In the UK, 21 years does not a native make

It’s one thing to assume you’re HIV positive,” Sunil Gupta says, “and another to be told  you actually are.”

For Gupta, 43, that day came two years ago, when he and his lover went together to be tested. “He was negative,” Gupta says. “And I was positive.”

By now the Indian expatriate should be used to cultural chasms. He left his native Delhi at 15, stopping in Toronto before settling in the United Kingdom. “There was a problem with racism,” he says of London in the mid-‘70s. “It’s not like North America, where you can lose yourself. I didn’t fit in.”

Gupta’s outsider status contributed to his developing artistic talents, and two decades later, he has gained international recognition. A large body of his recent work—which combines photography, video, computer print-outs and new multimedia—is titles “Trespass.” Its theme? “Being an alien in Europe,” he says.
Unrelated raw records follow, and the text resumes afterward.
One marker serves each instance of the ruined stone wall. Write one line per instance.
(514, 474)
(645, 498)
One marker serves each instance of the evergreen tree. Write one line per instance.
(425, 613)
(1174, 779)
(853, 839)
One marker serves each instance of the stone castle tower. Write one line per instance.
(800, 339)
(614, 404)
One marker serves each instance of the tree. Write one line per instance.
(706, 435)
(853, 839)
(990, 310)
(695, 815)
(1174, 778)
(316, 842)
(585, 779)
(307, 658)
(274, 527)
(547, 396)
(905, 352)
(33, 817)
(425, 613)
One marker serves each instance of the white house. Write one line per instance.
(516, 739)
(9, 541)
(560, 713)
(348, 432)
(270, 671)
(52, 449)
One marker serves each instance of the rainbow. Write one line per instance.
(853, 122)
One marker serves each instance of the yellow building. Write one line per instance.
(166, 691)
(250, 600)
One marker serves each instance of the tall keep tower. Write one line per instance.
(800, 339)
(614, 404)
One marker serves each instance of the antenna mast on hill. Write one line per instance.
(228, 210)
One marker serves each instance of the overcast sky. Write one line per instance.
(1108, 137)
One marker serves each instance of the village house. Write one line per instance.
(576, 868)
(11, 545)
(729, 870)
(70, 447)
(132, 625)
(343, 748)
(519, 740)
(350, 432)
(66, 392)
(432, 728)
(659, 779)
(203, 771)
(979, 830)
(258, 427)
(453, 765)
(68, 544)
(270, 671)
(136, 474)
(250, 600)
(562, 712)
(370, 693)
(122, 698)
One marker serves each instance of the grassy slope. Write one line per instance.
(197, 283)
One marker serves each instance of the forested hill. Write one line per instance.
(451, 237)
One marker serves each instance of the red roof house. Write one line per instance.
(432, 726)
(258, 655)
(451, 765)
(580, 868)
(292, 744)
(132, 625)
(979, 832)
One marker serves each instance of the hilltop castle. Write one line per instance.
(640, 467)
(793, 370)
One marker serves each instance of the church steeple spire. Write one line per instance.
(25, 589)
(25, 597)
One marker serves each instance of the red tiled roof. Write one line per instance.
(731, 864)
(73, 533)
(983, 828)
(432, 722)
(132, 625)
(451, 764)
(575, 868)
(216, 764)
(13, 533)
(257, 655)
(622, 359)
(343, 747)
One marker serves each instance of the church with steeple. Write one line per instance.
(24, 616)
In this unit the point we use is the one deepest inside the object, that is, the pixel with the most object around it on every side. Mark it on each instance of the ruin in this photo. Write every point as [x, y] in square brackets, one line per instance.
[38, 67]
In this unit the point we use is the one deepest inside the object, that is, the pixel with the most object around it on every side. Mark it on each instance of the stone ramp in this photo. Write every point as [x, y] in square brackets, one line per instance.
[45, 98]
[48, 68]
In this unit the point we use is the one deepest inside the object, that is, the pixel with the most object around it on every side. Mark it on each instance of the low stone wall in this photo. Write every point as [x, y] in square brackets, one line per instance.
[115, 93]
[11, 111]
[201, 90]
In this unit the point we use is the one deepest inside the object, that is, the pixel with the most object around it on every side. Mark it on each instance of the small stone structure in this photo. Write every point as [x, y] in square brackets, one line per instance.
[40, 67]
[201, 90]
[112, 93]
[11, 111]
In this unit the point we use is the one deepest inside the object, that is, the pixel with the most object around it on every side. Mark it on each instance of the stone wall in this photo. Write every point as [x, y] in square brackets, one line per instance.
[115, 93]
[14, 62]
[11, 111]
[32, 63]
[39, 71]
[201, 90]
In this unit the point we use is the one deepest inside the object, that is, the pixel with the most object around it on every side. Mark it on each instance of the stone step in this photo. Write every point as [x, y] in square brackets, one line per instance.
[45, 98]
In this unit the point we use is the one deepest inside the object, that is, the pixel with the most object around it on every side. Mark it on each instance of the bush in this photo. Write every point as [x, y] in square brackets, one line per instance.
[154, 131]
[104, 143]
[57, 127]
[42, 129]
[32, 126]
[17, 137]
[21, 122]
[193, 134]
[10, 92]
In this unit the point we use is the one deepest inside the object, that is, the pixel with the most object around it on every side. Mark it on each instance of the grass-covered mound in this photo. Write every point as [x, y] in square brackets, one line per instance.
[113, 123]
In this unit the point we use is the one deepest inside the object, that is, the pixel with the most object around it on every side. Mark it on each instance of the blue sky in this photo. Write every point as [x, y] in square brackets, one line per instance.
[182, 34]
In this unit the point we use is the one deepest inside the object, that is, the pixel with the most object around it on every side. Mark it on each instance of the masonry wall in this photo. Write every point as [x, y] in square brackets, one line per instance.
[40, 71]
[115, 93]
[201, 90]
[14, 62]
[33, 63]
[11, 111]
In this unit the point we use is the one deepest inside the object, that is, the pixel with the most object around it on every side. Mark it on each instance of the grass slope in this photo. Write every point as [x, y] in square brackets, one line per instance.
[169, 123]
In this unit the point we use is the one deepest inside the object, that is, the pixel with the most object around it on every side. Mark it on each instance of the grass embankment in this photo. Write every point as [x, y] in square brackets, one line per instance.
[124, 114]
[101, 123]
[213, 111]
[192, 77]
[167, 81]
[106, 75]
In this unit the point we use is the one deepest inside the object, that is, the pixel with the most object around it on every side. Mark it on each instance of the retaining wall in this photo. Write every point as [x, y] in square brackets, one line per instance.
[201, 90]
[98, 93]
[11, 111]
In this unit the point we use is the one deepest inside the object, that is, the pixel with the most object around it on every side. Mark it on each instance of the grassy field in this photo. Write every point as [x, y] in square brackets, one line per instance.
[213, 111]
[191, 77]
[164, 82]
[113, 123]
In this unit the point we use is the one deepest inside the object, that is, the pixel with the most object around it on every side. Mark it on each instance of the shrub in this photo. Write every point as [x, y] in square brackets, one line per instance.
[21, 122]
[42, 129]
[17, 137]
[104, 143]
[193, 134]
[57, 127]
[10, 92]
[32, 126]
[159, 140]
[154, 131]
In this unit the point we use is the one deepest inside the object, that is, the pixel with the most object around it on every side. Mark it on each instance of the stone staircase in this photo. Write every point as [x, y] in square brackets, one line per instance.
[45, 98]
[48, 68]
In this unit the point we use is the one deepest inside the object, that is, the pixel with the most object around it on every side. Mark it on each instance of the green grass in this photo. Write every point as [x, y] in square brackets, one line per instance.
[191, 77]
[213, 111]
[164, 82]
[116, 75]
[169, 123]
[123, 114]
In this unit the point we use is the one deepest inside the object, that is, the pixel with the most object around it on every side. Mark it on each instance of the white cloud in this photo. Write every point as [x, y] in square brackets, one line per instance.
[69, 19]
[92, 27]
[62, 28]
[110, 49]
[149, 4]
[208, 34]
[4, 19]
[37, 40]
Gupta met his current lover at an archetypal British function: A Sunday afternoon tea party. Still, after two decades, he still finds the famous English restraint frustrating. “The most outrageous thing anyone has said to me is, ‘How are you feeling today?’—which at times can drive you nuts,” Gupta says.

Thanks to saquinavir, 3TC and d4T, Gupta is feeling quite well today. In facct, he’s never been ill. Still, he admits that his initial response to his diagnosis was terror. “I thought, ‘This is it. I’m going to die,’” he says. “Two years later, I’m over it.”